Długa przerwa Kylmaekorpiego

Zawodnik Lotosu Wybrzeża Gdańsk uległ kontuzji podczas zeszłotygodniowego meczu ligi angielskiej pomiędzy Peterborough Panthers i The Lakeside Hammers. Sprawcą kolizji był Claus Vissing, który z impetem wjechał w prowadzącego Kylmaekorpiego. Z początku Fin nie przewidywał, że kontuzja będzie tak groźna. Lekarz postawił diagnozę - Joonas musi pauzować przez 6 tygodni.

Joonas Kylmaekorpi wspomina ten upadek, jako najgroźniej wyglądającą kolizję w jego karierze. - Pamiętam tylko, że Claus uderzył we mnie z ogromną prędkością, obaj uderzyliśmy w bandę. Później zrobiło mi się czarno przed oczami, nie wiem co się działo - komentuje Fin.

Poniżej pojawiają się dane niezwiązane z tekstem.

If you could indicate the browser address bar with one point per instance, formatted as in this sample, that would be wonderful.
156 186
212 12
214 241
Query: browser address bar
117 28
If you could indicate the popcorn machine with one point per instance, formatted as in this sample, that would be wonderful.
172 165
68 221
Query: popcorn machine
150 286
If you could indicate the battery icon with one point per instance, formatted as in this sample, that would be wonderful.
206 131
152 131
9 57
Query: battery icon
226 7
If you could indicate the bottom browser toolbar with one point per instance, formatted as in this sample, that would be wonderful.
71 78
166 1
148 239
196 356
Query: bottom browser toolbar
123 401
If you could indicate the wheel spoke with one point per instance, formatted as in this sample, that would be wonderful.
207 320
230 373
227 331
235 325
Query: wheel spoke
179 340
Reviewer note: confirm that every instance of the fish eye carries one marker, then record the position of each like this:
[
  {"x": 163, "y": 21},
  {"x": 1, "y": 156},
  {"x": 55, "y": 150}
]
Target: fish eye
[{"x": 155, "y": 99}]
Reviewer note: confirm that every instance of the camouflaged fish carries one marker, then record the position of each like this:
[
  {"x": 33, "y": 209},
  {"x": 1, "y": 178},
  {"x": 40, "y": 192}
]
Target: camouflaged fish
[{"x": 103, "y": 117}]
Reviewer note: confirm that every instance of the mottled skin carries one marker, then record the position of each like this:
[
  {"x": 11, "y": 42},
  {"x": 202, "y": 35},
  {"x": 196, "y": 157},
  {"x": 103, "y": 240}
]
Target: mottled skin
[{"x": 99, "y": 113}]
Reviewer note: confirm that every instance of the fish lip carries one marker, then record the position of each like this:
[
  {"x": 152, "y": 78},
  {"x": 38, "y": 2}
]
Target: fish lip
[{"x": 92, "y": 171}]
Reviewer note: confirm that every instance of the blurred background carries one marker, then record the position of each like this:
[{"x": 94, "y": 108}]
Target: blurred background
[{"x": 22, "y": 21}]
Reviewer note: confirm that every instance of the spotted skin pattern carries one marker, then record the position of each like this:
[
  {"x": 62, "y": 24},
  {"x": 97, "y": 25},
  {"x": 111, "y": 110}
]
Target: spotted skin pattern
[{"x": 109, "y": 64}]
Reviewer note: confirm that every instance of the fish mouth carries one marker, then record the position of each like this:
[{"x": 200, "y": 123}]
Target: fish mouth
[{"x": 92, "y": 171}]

O sile uderzenia świadczy fakt, że zniszczeniu uległ nawet kask zawodnika. - Biorąc pod uwagę okoliczności, to szczęście, że nie doszło do większej tragedii. Z mojego kasku nie ma już co zbierać, totalnie się rozsypał - mówi Kylmaekorpi. Zawodnik wystąpił jednak w powtórce wyścigu, którą nawet wygrał. Po meczu pojechał jednak prosto do szpitala, gdzie stwierdzono uraz łokcia.

We wtorek wieczorem Joonas udał się do specjalisty, który postawił ostateczną diagnozę. Lekarz zalecił półtoramiesięczną przerwę w startach. - Ogólnie jestem bardzo potłuczony, ale najbardziej ucierpiał mój łokieć, jedna z kości jest bowiem pęknięta - mówi Fin. Kylmaekorpi całkiem nieźle rozpoczął sezon na Wyspach Brytyjskich, liczył że wywalczy miejsce w Lotosie Wybrzeżu Gdańsk. - Do tej pory wszystko szło mi dobrze, byłem bardzo zadowolony ze swoich startów w Anglii. Miałem ogromną nadzieję, że wkrótce przekonam do siebie trenera Sawinę i wystartuję w meczu ligi polskiej. Niestety, teraz muszę oglądać zawody z trybun. Kolejna kontuzja bardzo mnie zdołowała. Mam jednak nadzieję, że szybko wrócę do zdrowia i że wykorzystałem już cały limit pecha na ten rok - kończy Kylmaekorpi.